Em relação à atuação do Presidente da República, perante a chamada Operação Influencer, o primeiro-ministro considerou que “tinha tido todas as condições para encontrar uma solução alternativa que poupasse o país a crise” política.

“Tenho a certeza absoluta que quem nos está a ouvir em casa ninguém deseja ir para eleições. A última coisa que os portugueses pensam e desejam é irmos para eleições. Não há uma vaga de fundo no sentido da mudança. As pessoas estão tristes. Foram anos muito duros, muito difíceis”, sustentou.

Neste momento, António Costa disse que a sua esperança “é que a justiça trate com a diligência possível” o caso em que está envolvido.

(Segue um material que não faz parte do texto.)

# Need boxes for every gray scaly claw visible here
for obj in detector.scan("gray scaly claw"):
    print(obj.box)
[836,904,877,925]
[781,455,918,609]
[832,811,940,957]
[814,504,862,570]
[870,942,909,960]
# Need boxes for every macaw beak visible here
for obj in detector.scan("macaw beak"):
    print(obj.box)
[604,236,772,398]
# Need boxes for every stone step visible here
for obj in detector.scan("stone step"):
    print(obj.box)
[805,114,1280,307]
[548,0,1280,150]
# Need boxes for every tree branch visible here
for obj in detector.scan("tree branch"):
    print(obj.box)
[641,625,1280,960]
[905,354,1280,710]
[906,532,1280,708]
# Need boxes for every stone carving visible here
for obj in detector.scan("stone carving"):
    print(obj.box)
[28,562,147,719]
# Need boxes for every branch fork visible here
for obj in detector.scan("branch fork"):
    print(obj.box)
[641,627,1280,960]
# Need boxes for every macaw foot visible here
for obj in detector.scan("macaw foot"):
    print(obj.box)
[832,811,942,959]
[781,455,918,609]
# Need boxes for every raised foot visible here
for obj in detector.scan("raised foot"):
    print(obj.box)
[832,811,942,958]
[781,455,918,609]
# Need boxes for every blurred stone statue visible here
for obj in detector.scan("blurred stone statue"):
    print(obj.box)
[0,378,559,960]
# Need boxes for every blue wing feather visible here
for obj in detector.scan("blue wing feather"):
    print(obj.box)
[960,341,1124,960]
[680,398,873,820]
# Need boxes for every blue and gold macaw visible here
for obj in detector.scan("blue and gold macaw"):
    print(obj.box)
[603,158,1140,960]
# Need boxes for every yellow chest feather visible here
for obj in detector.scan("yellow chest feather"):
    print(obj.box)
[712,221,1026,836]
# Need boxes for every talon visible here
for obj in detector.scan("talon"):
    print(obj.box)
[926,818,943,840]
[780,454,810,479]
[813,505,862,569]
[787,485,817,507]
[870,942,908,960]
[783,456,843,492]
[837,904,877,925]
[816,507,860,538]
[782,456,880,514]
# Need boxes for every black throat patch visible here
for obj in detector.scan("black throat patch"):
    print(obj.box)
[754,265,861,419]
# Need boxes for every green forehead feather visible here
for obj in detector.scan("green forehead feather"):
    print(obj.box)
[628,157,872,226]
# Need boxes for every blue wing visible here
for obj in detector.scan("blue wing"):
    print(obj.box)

“É do meu interesse, como é óbvio, que isso seja esclarecido, mas acho que é do interesse geral dos portugueses saberem se podem confiar na pessoa em quem confiaram para primeiro-ministro ao longo destes anos. É bom para a imagem internacional do país, porque talvez não tenham noção do impacto internacional que este caso teve”, referiu.

António Costa voltou a dizer-se “magoado mas conformado”.

“Aguardo serenamente que a justiça tome uma conclusão sobre o que é que vai fazer: se vão mesmo avançar com um inquérito, se me vão constituir arguido, se não me vão constituir arguido. Não sei. Como sei exatamente o mesmo que sabia naquela altura [no dia da demissão em 07 de novembro] não posso acrescentar muito”, argumentou.

Interrogado se está arrependido de não ter aceitado a proposta do ex-presidente do PSD Rui Rio para uma reforma da justiça, António Costa rejeitou, alegando que o caminho proposto pelos sociais-democratas visava reduzir a autonomia do Ministério Público.

“Não é pelas circunstâncias terem mudado que eu mudei as minhas convicções, porque essas são muito firmes. E não é por este ou aquele agente da justiça poder agir incorretamente que eu deixo de crer no sistema de justiça. E acredito que o sistema de justiça funciona”, alegou.